A basic and concise introduction to Topological Data Analysis
Lecturer: Patrizio Frosini (UNIPI)
Contact: patrizio.frosini@unipi.it
Schedule:
JAN 8th 11am-1pm sala seminari est
JAN 10th 11am-1pm sala seminari est
JAN 13th 11am-1pm sala seminari est
JAN 15th 11am-1pm sala seminari est
JAN 17th 11am-1pm sala seminari est
JAN 20th 11am-1pm sala seminari est
JAN 22nd 11am-1pm sala seminari est
JAN 24th 11am-1pm sala seminari est
Topological Data Analysis (TDA) is a mathematical framework focused on studying and quantifying the “shape” of data. Its primary goal is to describe and measure the similarity in datasets by using distances, particularly when equivalences are defined through geometric transformations. Additionally, TDA is highly effective for reducing the dimensionality of data, making it easier to analyze and compare. It can also be utilized in geometric machine learning, and its approach can be applied to a wide range of data types, including time series, 2D and 3D objects, and point clouds. Throughout the course, fundamental concepts required for a basic understanding of TDA will be introduced, with a focus on practical and computational examples, rather than formal mathematical theory.
Topics:
- Equivalence and non-equivalence of data with respect to the action of a group of transformations.

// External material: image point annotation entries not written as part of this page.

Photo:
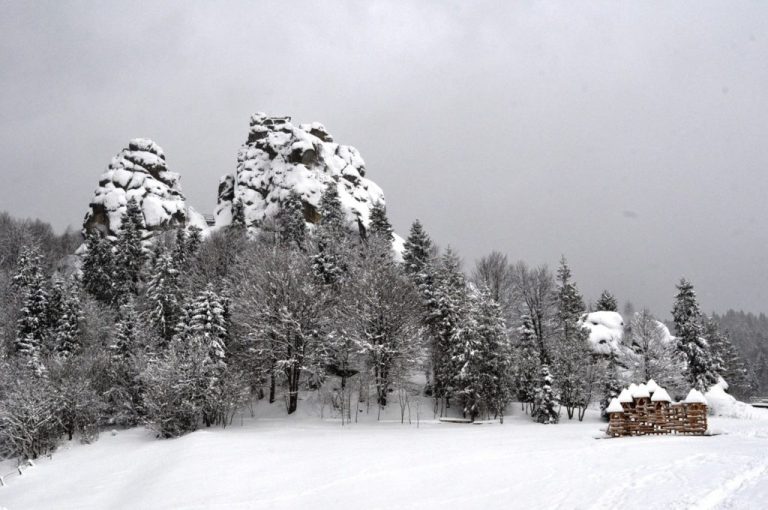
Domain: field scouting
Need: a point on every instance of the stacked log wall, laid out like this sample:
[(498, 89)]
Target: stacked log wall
[(643, 417)]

- Simplicial complexes as a generalization of the concept of a graph and as a geometric representation of data described by point clouds in Euclidean spaces.
- Simplicial homology groups as a method for representing the “shape” of a simplicial complex derived from a point cloud.
- The need to adapt homology to the observer’s point of view and the presence of noise: an introduction to persistent homology and persistence diagrams.
- Stability of persistence diagrams in the presence of noise.
- Applications of persistent homology.
- From the shape of data to the shape of observers: the concept of a Group Equivariant Non-Expansive Operator (GENEO).
- The problem of approximating observers in the space of GENEOs.
- GENEOs as a geometric method for reducing the number of parameters in neural networks and increasing their interpretability.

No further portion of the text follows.